On the Abbot campus, Lee Sullivan ’68 remembered being equally shocked. PA boys would occasionally walk down the hill to talk with the Abbot girls about current events, and that happened often in the spring of 1968. “It was a very tumultuous and very difficult time,” Sullivan said.

Though struggling with their own emotions and questions, faculty members also tried their best to answer questions and console students during this period. Pardon Kenney ’68 recalled walking into History 4 the morning of April 4 and seeing legendary teacher Tom Lyons in tears, reeling over the news of King’s assassination. The lesson plan abandoned, Lyons gathered the students and spoke with them for the remainder of the class.

No More War

Many alumni recollected a growing distrust of long-respected institutions such as the government and the military. One of the hallmarks of the late ’60s, Meller recalled, was a general division between the generations. “The saying was: Don’t trust anyone over 30.”

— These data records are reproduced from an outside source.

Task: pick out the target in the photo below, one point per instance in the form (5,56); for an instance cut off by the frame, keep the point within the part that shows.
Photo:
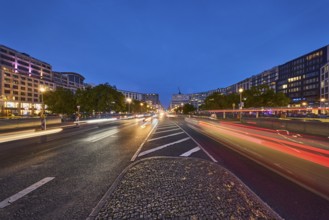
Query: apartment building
(324,85)
(68,80)
(21,77)
(299,78)
(21,80)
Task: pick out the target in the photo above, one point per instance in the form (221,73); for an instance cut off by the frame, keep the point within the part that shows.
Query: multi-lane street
(64,174)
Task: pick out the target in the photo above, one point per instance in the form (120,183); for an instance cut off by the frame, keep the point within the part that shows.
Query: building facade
(21,80)
(299,78)
(152,99)
(324,85)
(68,80)
(268,77)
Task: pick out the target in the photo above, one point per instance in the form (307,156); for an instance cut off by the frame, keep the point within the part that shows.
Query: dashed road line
(170,135)
(140,147)
(158,132)
(206,152)
(188,153)
(24,192)
(167,127)
(163,146)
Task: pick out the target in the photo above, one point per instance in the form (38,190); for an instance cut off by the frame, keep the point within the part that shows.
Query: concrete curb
(118,180)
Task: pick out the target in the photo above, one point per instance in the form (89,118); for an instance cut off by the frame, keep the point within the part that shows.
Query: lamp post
(42,115)
(129,101)
(240,107)
(78,114)
(322,101)
(141,104)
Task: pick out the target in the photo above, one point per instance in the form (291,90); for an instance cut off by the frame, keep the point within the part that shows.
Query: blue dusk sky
(158,46)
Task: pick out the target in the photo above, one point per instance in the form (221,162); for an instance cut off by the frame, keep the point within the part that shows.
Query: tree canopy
(101,98)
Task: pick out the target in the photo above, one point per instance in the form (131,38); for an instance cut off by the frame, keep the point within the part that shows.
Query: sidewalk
(179,188)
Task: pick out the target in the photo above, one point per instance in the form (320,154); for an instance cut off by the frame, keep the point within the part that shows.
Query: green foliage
(101,98)
(61,101)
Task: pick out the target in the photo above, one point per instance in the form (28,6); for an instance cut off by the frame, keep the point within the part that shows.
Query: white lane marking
(161,147)
(153,139)
(140,147)
(188,153)
(19,136)
(175,129)
(103,135)
(206,152)
(24,192)
(166,127)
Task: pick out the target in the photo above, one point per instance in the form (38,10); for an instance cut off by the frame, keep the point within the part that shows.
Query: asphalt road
(77,166)
(83,163)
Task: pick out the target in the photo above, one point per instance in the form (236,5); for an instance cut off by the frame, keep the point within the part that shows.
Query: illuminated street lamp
(322,101)
(42,115)
(240,91)
(129,101)
(141,104)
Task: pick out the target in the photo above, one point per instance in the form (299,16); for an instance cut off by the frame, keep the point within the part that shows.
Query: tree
(187,108)
(101,98)
(60,101)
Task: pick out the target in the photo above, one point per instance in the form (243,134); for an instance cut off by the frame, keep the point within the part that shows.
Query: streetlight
(141,104)
(78,114)
(129,101)
(42,115)
(240,91)
(322,105)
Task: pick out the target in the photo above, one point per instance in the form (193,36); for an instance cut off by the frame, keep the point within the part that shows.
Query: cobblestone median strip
(180,188)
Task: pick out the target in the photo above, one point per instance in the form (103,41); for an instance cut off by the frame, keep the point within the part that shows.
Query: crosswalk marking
(24,192)
(167,127)
(161,147)
(166,136)
(188,153)
(157,132)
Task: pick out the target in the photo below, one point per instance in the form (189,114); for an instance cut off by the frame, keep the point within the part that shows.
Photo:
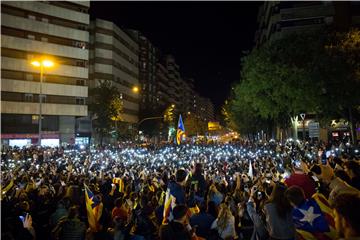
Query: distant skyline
(207,39)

The older generation—the Greatest Generation—represented sacrifice and nobility. Kenny Blake ’68 acknowledged that it was difficult to question those in the Greatest Generation. “To actually look at the most noble character I happen to know, who is my dad, and say ‘No’—that was not the correct way to go.”

With the war raging in Vietnam, Andover boys were rightly concerned about the draft. “Words can’t even begin to describe it,” Blake said. “I think of [the draft] as a giant Transformer that would come into neighborhoods and just take people.”

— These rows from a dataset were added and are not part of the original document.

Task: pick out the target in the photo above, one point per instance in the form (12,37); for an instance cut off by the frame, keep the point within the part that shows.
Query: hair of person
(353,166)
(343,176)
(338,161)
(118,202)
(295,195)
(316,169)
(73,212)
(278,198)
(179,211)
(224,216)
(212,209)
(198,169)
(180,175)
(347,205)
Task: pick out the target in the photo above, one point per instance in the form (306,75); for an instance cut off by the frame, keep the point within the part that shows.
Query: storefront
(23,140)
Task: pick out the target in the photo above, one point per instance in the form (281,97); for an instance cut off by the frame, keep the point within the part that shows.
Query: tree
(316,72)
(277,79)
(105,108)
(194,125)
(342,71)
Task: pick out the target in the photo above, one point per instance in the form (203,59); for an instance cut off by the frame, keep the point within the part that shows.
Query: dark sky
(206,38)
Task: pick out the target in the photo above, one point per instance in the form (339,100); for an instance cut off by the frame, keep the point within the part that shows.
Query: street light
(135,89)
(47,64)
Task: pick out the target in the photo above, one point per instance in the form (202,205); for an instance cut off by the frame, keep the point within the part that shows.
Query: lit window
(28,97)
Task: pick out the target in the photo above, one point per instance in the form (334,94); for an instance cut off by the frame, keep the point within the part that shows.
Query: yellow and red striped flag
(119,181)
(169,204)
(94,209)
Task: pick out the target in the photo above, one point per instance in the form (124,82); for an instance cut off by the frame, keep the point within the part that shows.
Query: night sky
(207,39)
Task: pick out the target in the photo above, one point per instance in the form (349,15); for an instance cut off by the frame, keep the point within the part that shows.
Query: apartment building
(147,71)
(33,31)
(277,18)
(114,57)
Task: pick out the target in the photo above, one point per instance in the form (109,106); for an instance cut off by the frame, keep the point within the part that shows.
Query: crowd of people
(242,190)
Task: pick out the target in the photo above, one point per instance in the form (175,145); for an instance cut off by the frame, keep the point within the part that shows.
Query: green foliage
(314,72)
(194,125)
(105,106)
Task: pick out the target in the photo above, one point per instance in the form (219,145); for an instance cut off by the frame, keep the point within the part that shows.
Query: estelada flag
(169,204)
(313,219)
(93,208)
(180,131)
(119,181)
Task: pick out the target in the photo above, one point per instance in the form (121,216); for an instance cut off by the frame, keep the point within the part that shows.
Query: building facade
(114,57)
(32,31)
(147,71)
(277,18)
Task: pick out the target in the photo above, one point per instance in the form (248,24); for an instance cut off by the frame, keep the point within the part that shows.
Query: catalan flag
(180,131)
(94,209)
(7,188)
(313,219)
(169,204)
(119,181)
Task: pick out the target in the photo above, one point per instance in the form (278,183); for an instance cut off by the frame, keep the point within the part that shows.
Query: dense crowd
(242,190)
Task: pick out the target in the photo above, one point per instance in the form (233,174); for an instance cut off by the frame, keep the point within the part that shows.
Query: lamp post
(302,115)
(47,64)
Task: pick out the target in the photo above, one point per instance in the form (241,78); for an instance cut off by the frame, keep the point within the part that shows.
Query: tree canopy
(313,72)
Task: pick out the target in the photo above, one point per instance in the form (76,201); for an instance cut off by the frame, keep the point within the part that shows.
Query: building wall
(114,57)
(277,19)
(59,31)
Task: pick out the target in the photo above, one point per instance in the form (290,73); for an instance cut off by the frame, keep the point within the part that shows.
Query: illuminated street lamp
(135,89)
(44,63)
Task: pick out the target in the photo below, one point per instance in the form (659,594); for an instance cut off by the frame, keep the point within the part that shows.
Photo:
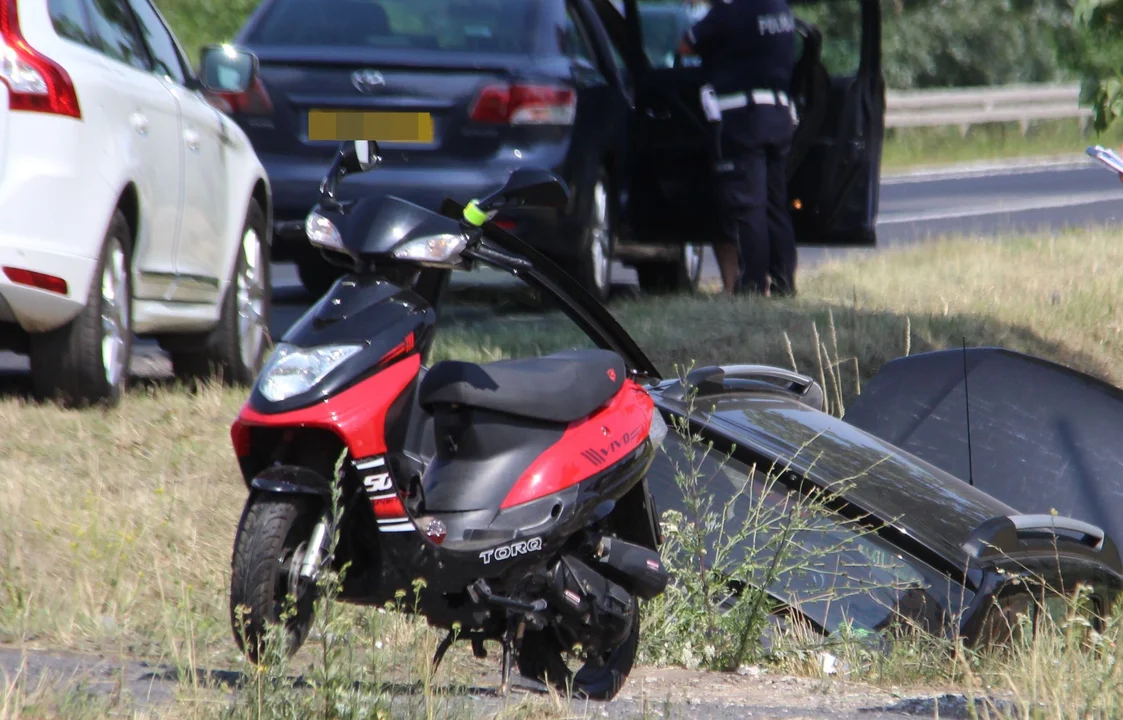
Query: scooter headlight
(292,371)
(322,231)
(434,249)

Ted Chapin ’68, who attended Yale after Andover, said that one of his college classmates who drew a low draft number tried to starve himself in order to fail the military physical. “Vietnam was the first really stupid war,” Chapin said. “It made us all so frustrated with the absurdity of a government run amok.”

Although he too received a low number, David Johanson ’68 found a loophole and was able to evade being drafted. Johanson said he has often thought about that experience and how it affirmed for him “the difference between those of us who had the privilege of being at a school like Andover and really studying and knowing what to look for, and the many people who did not have that same degree of privilege and education. That was an eye-opener for me. It’s hard for people today to imagine the impact the draft had on all of us.” 

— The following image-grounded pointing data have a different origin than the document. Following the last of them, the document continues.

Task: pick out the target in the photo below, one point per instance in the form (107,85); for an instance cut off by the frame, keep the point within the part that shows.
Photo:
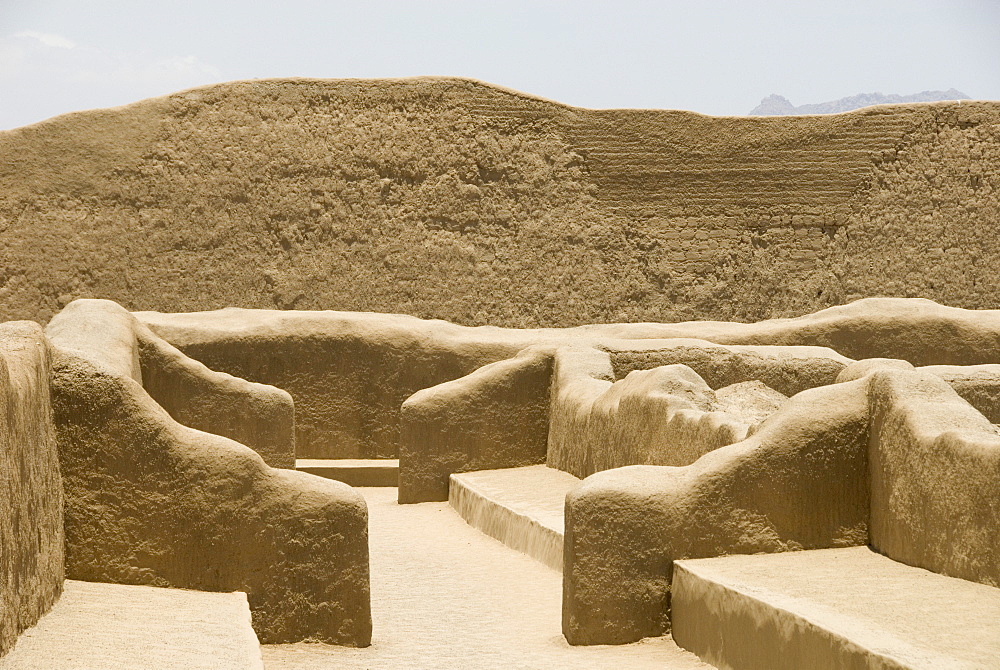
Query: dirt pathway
(446,596)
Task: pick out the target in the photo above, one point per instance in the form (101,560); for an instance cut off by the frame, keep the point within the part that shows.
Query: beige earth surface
(96,626)
(456,199)
(446,596)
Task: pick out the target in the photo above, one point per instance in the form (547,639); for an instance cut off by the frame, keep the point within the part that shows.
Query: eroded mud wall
(459,200)
(31,498)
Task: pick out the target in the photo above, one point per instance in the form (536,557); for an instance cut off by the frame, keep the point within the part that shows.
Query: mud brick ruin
(300,352)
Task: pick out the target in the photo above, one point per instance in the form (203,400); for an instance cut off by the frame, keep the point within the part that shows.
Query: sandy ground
(446,596)
(118,627)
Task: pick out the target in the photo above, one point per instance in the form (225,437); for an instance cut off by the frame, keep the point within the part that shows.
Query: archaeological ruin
(427,373)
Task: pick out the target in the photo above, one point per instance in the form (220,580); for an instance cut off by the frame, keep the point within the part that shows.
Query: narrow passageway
(444,595)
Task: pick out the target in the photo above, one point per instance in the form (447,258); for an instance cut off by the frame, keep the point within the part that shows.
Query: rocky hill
(776,105)
(456,199)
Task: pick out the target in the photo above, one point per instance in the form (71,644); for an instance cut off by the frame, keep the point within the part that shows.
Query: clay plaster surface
(446,596)
(833,608)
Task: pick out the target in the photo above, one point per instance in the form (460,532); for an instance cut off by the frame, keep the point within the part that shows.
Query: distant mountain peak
(776,105)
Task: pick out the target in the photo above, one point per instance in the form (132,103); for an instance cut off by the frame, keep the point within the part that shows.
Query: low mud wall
(31,497)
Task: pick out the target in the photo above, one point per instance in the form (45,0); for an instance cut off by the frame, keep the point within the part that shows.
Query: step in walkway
(444,595)
(521,507)
(353,471)
(95,626)
(832,608)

We knew things were changing and we definitely felt it.

Ann Doty ’68

In the Streets and on TV

After graduating from Abbot, Ann Doty ’68 attended Mills College in Oakland, Calif. She and her friends would regularly attend marches for women’s rights and other social movements, traveling to San Francisco, Detroit, and Washington, D.C.

“We were radical at Mills, but it was also just the natural thing to do,” Doty said. “We knew things were changing and we definitely felt it.”

On the other side of the country, the atmosphere was equally radical. At Yale, Chapin and others were aware that gay activists were starting to organize in Greenwich Village. The lead-up to the Stonewall riots the following year “changed the Zeitgeist,” even at conservative Yale, where, Chapin said, in one year the Homosexuality Discussion Group had changed its name to the Gay Alliance at Yale—GAY.

While some were actively involved in marches and demonstrations, everyone could watch what was happening at home on TV. Despite their distrust of government, most people held journalists in high regard. Walter Cronkite of CBS and David Halberstam of the New York Times were expected to tell the truth and, for the most part, the public believed them. A journalist himself for 30 years, Stan Crock ’68 commented on the media climate today compared to that of 1968, when reporters and consumers “had the opportunity to focus on one thing at a time. There were a number of momentous events during that year, but there weren’t daily momentous events, as there are today.” Crock and others on the panel lamented the rise of “fake news” and the increasing cynicism about news organizations. 

“Walter Cronkite would say, ‘And that’s the way it is,’ and you believed him,” said Chapin.